Comparison of the spatial patterns between CMFD and HiMIC-Monthly datasets for SH over the mainland of China and the three largest UAs in August 2018, i.e., A1&B1: Beijing-Tianjin-Hebei, A2&B2: middle Yangtze River Valley, and A3&B3: Pearl River Delta. Colored circles indicate the observed SH (g/kg) values at individual stations.
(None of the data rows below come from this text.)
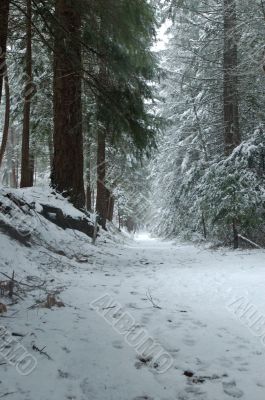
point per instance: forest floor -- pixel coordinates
(186, 298)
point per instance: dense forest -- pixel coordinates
(172, 139)
(132, 199)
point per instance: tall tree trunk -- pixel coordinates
(231, 108)
(101, 176)
(4, 14)
(67, 175)
(6, 123)
(88, 176)
(13, 157)
(26, 166)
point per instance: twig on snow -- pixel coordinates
(150, 298)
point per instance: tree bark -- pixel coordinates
(6, 123)
(4, 15)
(67, 174)
(101, 203)
(232, 136)
(26, 166)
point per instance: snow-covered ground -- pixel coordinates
(180, 294)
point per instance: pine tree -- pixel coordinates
(67, 173)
Limitations and future works

This study develops a high-resolution and long-term near-surface atmospheric moisture dataset (HiMIC-Monthly), which is useful in studies related to urban climate, environmental science, ecosystems, and public health. Our dataset offers detailed information on multiple moisture indicators at fine spatial scale. In our study, LST and vapor pressure are selected to predict moisture indices. The LST dataset was produced under clear-sky conditions and did not consider the effects of cloud cover. Also, the spatial resolution of the vapor pressure variable is relatively coarse (4 km × 4 km), and is interpolated into 1 km × 1 km. A finer-scale vapor pressure variable can improve the accuracy of predictions.
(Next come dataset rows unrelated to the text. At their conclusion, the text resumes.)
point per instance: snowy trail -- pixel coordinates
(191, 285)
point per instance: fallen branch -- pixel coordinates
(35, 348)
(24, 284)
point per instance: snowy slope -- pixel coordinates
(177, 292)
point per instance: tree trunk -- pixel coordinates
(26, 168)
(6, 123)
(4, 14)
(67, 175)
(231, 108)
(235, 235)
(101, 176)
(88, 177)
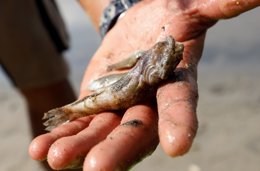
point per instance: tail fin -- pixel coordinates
(58, 116)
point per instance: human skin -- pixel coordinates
(101, 140)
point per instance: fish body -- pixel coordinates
(152, 67)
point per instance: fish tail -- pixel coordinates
(58, 116)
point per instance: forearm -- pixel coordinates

Our dataset is at a monthly scale, which may not fully meet the need for research on extreme weather events and related environmental issues at a daily scale. Therefore, we are working to develop and release a new collection of high-resolution moisture indices on a daily scale (HiMIC-Daily). In our current study, we provide the first national-level dataset with multiple high-resolution moisture indices for the mainland of China, and this dataset shows desirable accuracies across different climate regimes of China. A global dataset of multiple moisture indices is urgently needed for a wide range of applications in earth system science, land and hydrological models, and the related fields.